Florentino Pérez transformó el Real Madrid de una entidad en crisis financiera en la única propiedad deportiva del mundo que supera los 1.000 millones de euros en facturación anual. Su modelo no es solo deportivo: es corporativo, político y estratégico. Pero con menos de tres años antes de su posible relevo, su mayor desafío ya no es ganar títulos. Es consolidar un legado que resista sin él.
¿Por qué el Santiago Bernabéu ya no es solo un estadio?
El Santiago Bernabéu dejó de ser un recinto deportivo para convertirse en un activo multifuncional. Genera ingresos con partidos, conciertos, turismo y retail. Pero también acumula tensiones operativas: conflictos con vecinos por ruido, problemas de gestión del parking, y litigios con operadores de locales comerciales.
Estos desafíos no se resuelven con presupuesto. Requieren negociación política con el Ayuntamiento de Madrid y la Comunidad de Madrid. Pérez lo reconoce abiertamente: la solución no está en el campo, sino en las oficinas de urbanismo y en los despachos de la administración.
El modelo Bernabéu como prueba de fuego
- El estadio aportó el 32 % de los ingresos totales del club en 2025.
- Más del 40 % de sus ingresos provienen de actividades no deportivas.
- La ocupación media en conciertos supera el 95 %, pero el 68 % de las quejas vecinales del distrito de Chamartín están vinculadas a eventos allí.
¿Qué significa realmente ‘blindar el legado’?
Blindar el legado no es una metáfora. Es un plan estratégico con plazos, cláusulas y actores clave. Implica asegurar que los proyectos en marcha —como la recalificación de Valdebebas— no se detengan tras su salida. Significa también definir quién tendrá autoridad para decidir sobre el modelo societario del club.
El proyecto de Valdebebas busca crear un hub tecnológico y de innovación alrededor de la ciudad deportiva. No es solo una obra inmobiliaria. Es una apuesta por la diversificación de ingresos y la atracción de talento global. Pero su viabilidad depende de cambios en el planeamiento urbanístico que requieren aprobación de tres niveles administrativos.
La paradoja del poder político en el fútbol
- Pérez ha logrado acuerdos con 5 alcaldes distintos y 4 presidentes de la Comunidad de Madrid.
- Su influencia supera la del propio Javier Tebas, presidente de la Liga, en temas de infraestructura y financiación pública.

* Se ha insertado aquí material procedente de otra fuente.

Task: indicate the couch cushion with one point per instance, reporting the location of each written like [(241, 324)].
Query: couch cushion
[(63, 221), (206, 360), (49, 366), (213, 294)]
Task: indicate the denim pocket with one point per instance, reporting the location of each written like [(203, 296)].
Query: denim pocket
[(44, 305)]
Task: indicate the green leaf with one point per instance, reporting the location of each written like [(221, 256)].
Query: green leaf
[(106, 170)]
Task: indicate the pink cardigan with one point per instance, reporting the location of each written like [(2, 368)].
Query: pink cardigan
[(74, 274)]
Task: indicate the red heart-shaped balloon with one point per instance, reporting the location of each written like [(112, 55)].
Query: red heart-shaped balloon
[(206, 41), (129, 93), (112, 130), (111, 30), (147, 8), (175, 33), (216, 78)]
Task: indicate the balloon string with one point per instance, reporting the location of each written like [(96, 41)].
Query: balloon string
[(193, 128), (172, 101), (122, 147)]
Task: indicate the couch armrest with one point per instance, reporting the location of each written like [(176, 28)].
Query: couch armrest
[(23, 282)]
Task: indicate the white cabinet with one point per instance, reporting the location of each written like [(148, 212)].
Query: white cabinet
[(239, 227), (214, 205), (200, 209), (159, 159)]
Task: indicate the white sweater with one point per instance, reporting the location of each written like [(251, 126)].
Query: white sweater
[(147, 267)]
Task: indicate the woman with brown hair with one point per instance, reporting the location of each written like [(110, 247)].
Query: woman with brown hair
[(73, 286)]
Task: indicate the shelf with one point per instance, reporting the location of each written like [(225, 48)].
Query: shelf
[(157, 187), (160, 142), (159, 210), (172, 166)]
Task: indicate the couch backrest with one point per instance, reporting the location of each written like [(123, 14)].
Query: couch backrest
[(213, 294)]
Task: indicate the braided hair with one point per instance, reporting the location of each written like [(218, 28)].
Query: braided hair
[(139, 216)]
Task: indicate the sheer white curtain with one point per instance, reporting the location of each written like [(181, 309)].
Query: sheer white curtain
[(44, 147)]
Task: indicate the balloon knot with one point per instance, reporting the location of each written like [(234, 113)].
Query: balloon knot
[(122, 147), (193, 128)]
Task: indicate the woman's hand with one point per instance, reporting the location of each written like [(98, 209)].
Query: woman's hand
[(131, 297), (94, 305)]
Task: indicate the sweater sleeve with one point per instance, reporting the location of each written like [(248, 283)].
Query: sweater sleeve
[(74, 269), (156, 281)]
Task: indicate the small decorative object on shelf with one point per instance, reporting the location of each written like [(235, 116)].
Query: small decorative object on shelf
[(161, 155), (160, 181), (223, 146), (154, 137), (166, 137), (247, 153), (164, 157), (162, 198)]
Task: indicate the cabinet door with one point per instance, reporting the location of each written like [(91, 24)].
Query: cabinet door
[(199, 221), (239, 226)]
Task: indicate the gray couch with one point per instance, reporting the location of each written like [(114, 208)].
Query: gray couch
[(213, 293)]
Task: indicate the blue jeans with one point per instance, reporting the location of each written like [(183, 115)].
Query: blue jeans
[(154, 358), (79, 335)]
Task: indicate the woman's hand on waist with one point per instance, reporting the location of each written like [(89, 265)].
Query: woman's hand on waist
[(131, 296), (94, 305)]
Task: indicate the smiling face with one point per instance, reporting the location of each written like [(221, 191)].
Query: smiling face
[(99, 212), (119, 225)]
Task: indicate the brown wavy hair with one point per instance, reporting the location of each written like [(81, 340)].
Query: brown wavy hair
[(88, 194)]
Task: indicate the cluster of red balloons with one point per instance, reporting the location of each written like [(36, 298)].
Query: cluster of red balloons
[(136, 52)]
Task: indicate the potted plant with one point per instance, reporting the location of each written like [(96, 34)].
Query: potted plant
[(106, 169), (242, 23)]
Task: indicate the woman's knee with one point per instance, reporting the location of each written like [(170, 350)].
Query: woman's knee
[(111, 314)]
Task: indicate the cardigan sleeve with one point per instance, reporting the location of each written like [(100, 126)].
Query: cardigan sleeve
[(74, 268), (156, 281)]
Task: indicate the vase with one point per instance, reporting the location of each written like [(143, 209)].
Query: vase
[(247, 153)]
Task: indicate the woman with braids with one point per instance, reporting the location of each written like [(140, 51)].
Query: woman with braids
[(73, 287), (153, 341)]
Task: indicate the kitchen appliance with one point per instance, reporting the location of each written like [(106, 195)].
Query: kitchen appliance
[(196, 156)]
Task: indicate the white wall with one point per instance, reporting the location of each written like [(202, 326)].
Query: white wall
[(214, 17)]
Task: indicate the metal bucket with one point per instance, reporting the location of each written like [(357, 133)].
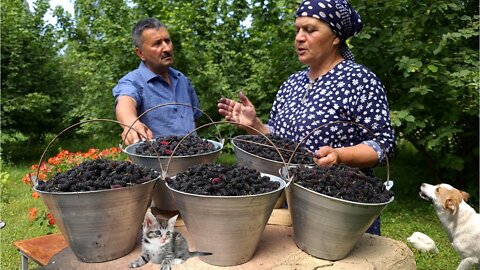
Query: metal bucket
[(162, 197), (100, 225), (261, 164), (229, 227), (327, 227)]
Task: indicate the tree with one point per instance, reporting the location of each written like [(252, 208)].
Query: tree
[(32, 78), (426, 53)]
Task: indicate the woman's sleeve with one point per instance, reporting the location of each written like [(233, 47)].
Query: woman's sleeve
[(373, 112)]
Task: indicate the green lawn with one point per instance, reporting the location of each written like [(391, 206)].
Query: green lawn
[(406, 214)]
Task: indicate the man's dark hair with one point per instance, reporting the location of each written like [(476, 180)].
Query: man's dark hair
[(141, 26)]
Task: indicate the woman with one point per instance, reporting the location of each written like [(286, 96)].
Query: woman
[(333, 88)]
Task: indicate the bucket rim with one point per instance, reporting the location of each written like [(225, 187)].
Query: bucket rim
[(275, 179), (266, 159), (342, 200), (128, 150), (95, 191)]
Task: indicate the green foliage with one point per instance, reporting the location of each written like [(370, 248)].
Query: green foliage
[(32, 80), (426, 53)]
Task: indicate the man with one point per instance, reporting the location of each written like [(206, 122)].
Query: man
[(154, 82)]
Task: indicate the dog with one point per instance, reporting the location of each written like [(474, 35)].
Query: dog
[(422, 242), (459, 219)]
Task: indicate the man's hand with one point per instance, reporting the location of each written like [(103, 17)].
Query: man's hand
[(138, 132)]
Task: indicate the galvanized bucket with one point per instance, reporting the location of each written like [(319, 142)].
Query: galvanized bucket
[(327, 227), (162, 197), (100, 225), (229, 227), (260, 164)]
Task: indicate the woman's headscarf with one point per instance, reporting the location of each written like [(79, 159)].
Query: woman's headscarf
[(339, 15)]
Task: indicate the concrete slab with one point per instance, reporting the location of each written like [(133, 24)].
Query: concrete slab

- Sin embargo, su capacidad de acción se reduce drásticamente si no hay un sucesor con su mismo nivel de acceso institucional.
¿Por qué no hay un sucesor claro en el Real Madrid?
José Ángel Sánchez y Anas Laghari lideran áreas clave: finanzas y desarrollo internacional. Pero ambos evitan la visibilidad política y mediática que exige el cargo. No es una cuestión de competencia técnica. Es una falta de capacidad de representación institucional.
El Real Madrid no es una sociedad anónima. Es una entidad deportiva de régimen especial, regulada por la Ley del Deporte. Su presidente no se elige solo por votación: debe gestionar relaciones con el Consejo Superior de Deportes, la Agencia Tributaria y el Ministerio de Cultura y Deporte. Esa triple dimensión —deportiva, económica y política— es única en el fútbol español.
Datos Clave
- El Real Madrid es la única entidad deportiva del mundo con facturación >1.000 M€ y beneficio neto positivo (2025: +127 M€).
- La valoración estimada del club ronda los 10.000 millones de euros, según informes de KPMG y Deloitte.
- El 78 % de sus ingresos provienen de fuentes externas al fútbol: medios, patrocinios, estadio y tecnología.
- La apertura a inversores externos está bloqueada por la Ley 39/2022 del Deporte, que prohíbe la participación accionarial en entidades deportivas no societarias.
¿Qué impacto tiene esto en la economía española?
El Real Madrid genera 2.400 millones de euros al año en impacto económico directo e indirecto, según el Instituto de Estudios Económicos. Su modelo impulsa el turismo de alto valor, atrae inversión extranjera en tecnología y fija talento en Madrid. Pero también plantea tensiones legales: la Ley del Deporte no contempla entidades con su escala financiera ni su complejidad operativa. Reformas legislativas están en estudio en el Congreso, pero sin consenso político.
El verdadero reto no es financiero. Es institucional. Y su resolución definirá si el legado de Pérez se mantiene como estándar o se convierte en una excepción histórica.